Vilardaga y Cañellas
El texte no ha estat traduït al català per mantenir les
'peculiaritats' de l'època
CORPUS-LA PATUM Las verdaderas fiestas populares de Berga, las en que
se celebran durante la Octava de Corpus. En ella tienen lugar la célebre
Patum y los días de los barrios de la Ciudad. El día de
la Ascensión, el Ayuntamiento adjudica los cargos a los que deben
interpretar los diversos personajes de la Patum. No hace aún
mucho tiempo todos ellos se transmitían de padres a hijos. Hoy,
esta tradicional costumbre se ha perdido, conservándose, no obstante,
con el que ostenta el cargo de Schamberg encargado del atabal, que da
nombre al espectáculo. El miércoles, o sea el día
anterior al de Corpus, al mediodía, el atabal y los gigantes
pasan por todas las calles de la Ciudad.

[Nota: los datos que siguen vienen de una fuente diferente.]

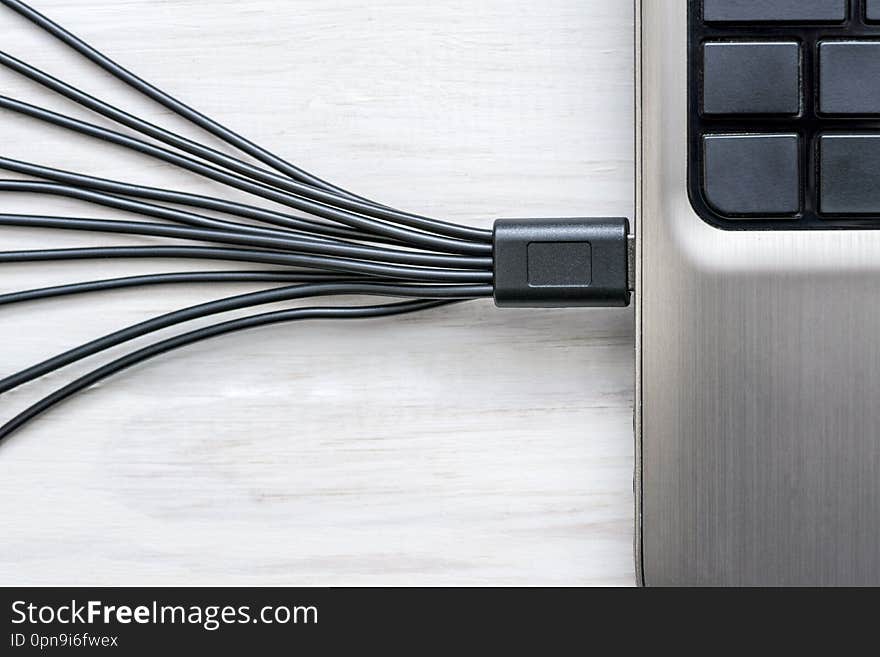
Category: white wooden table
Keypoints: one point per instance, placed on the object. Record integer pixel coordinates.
(465, 446)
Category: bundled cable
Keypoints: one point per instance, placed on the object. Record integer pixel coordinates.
(351, 246)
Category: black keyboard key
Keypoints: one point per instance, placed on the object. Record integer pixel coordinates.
(749, 77)
(849, 77)
(752, 175)
(849, 174)
(774, 11)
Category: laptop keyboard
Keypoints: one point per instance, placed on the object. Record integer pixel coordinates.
(784, 113)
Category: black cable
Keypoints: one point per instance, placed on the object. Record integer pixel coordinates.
(400, 272)
(170, 102)
(141, 208)
(239, 302)
(268, 276)
(233, 164)
(177, 342)
(311, 229)
(292, 244)
(318, 209)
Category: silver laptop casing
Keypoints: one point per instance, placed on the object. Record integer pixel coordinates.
(758, 402)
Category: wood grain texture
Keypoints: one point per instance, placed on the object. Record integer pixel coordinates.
(465, 446)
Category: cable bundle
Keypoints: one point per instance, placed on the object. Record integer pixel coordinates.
(349, 246)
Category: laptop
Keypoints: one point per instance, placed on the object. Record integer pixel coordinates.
(758, 264)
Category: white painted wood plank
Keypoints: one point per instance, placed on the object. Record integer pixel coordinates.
(466, 446)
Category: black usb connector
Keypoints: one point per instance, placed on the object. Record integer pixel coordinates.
(559, 263)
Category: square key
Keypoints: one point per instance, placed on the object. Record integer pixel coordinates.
(748, 77)
(849, 77)
(753, 175)
(775, 11)
(849, 174)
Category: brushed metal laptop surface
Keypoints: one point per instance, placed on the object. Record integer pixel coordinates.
(758, 408)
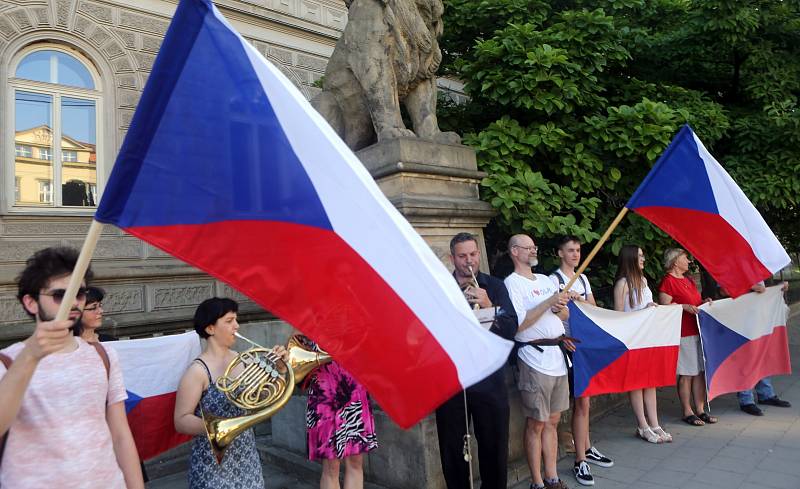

Por la noche, algunos personajes
del drama celebran un simulacro de éste, frente a las Casas de
las Autoridades y de los Concejales.
Es la
Patum una fiesta de carácter esencialmente popular. Consiste
en un drama mímico dividido en varios cuadros, que se representa
en la plaza de la Constitución, vulgarmente llamada Cremada,
en medio de una extraordinaria multitud de bergadanes y forasteros,
que la llenan por completo, así como todos los balcones, ventanas
y hasta tejados que dan a ella. El público la llama Patum por
el sonido que da un gran atabal, que casi constituye su símbolo,
y el continuo golpeado en su parche repite siempre la palabra Pa-tum,
pa-tum, pa-tum..., pero en la época en que se instauró
fué apellidada la Bulla.
Mi antepasado
don José Altarriba, notario de esta ciudad, en 1715, dejó
explicado el significado de cada uno de los cuadros de La Patum, así
como reseñó el motivo y la fecha de su fundación.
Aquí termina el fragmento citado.